Friday, March 12, 2010

The Refashioned Dress

Project: The Refashioned Dress
Goals: to make a dress I can actually wear out of the house

Well, I've finished the dress. The dress which I started last night. After rereading my posts I've discovered that I can be a bit negative about things. I mean, I've had the machine for less than a week and I've done quite a bit with it: the cardi, the skirt mending, the zipper, the board marker ball, and now this dress. The problem is I've become quite frustrated with myself for not being better at what I'm doing. After thinking about it (while wearing the dress at one of its less-finished stages) I've decided I'm going about this all wrong. I need to do small projects, build up my confidence and skill, and then go into doing bigger ones. That said I still felt obliged to finish the dress.

Okay, now that my self-analysis/pep-talk is over I can get to the dress. The plan for this dress was to take this pink number
and couple it with this skirt I bought it at Texas Thrift, which I thought would be cute to cinch with a belt and boom instant strapless dress. The problem was that the elastic at the top of the skirt did a wonderful job of digging into my chest, so it looked odd. I was going to still keep the pink M&S dress as the exterior of the dress but line it with the skirt, then make some straps. As you'll see, the final results were pretty much the opposite (not literally, though; I don't even know what that would look like).

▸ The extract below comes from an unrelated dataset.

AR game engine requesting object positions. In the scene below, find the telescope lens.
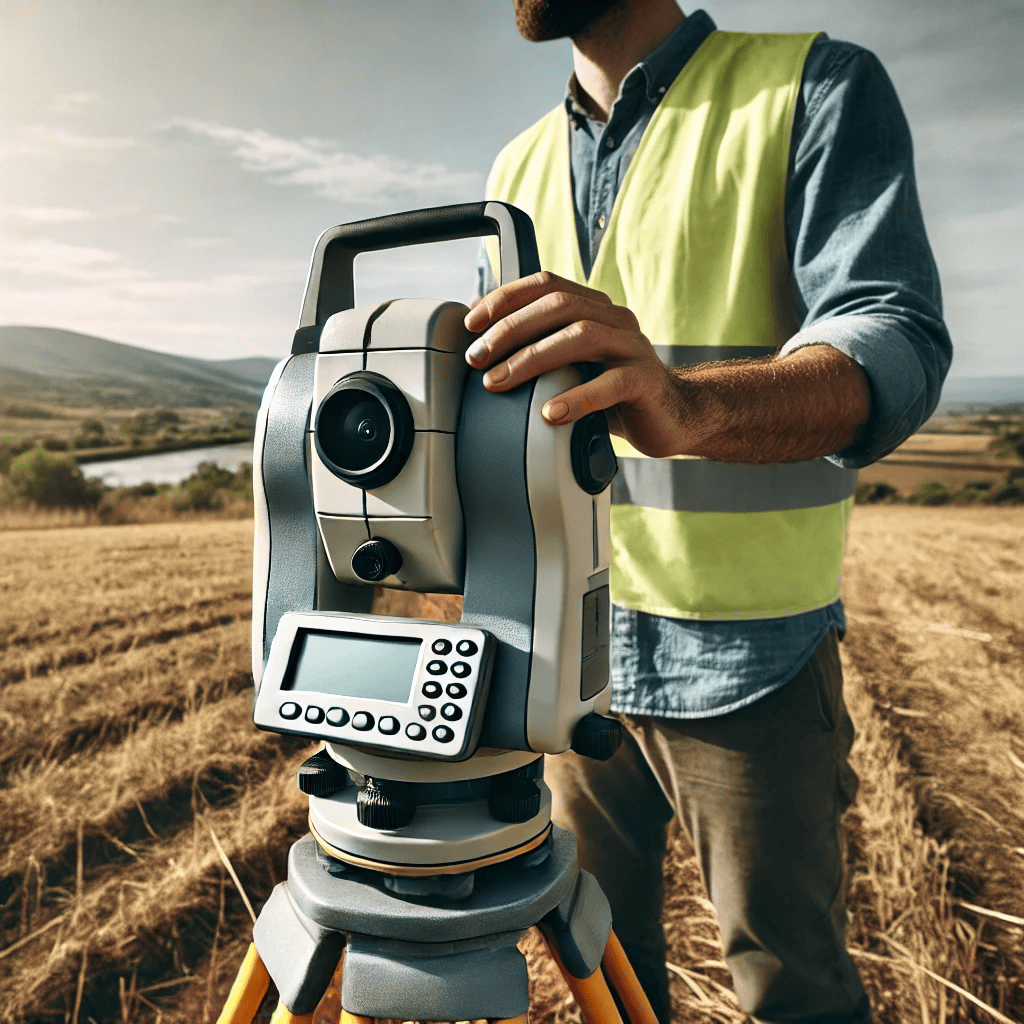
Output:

First I'd like to mention that the brand of the skirt was "Phool."








Okay, so I cut the elastic waistband off and then I cut along one of the seams. This is how much fabric I had to work with, aka "tons".












I pinned the dress to where I wanted to sew (the idea was to sew the top panel of the skirt to the top panel of the dress). I was quite pleased with myself here but I should've realized that my careful planning could not and did not take into account my new greatest foe: stretchy fabrics. I HATE THEM.




So what happened next? Well, I did one half of the dress by keeping the pink dress taut, because I figured the elasticity would hold. Well, it doesn't. Also my stitches went all wonky. Here I became annoyed, but I soldiered on. I finished the stitching (because of my obsession with keeping the pink dress taut to try and keep it stretchy I didn't have enough skirt to line the dress) and tried the dress on. Disaster. You know how when you look in your closet and you see something you haven't worn in ages and you're like "why don't I wear that anymore? It's soooo cute" and you put it on and there's always something that makes you go "ohhhhhhhhhh that's right" and you hastily take it off? Yeah, this pink dress was one of those items (as you can see from the before picture). With the lining of the skirt it became even worse. I was pretty close to devastated. I mean, my goodness. Why can't at least one thing I make turn out the way I want it to?

It was at this point that I stopped taking pictures because I got so annoyed with everything that had to do with everything. On a whim I turned the dress inside out and realized, "Hey, wait a second... this doesn't look half bad." The pattern of the skirt hid my horrible stitches and actually looked fairly decent.

The only problem was that it didn't close completely (because of the point above about running out of skirt fabric). So I took the dress off and stitched up the lower part, which came out surprisingly okay.





For the next step I stitched up the top half. The upper "hem" is a little uneven because I haven't sewn it but to be honest I don't have much faith in my sewing abilities right now and I'm terrified to ruin the dress. So, here's the before and after:


I cinch it with a belt, obviously, so in a poetic fashion the skirt has now reached the potential I saw in it earlier this year. I don't hate it at all. I tried to take a picture of the back but this was the best shot I came up with:

My god but I have a lot of hair. The back isn't fantastic so I plan on wearing this dress with a cardigan; I'm fairly certain cardigans were invented for this exact reason.

Here's a picture of the dress on my bed:
Anyway, I'm making a promise to myself to not be so overambitious. My next project will be a Morsbag which I think i can do with little to no fuss from the rest of the fabric of the skirt (I'm putting off the apron for now).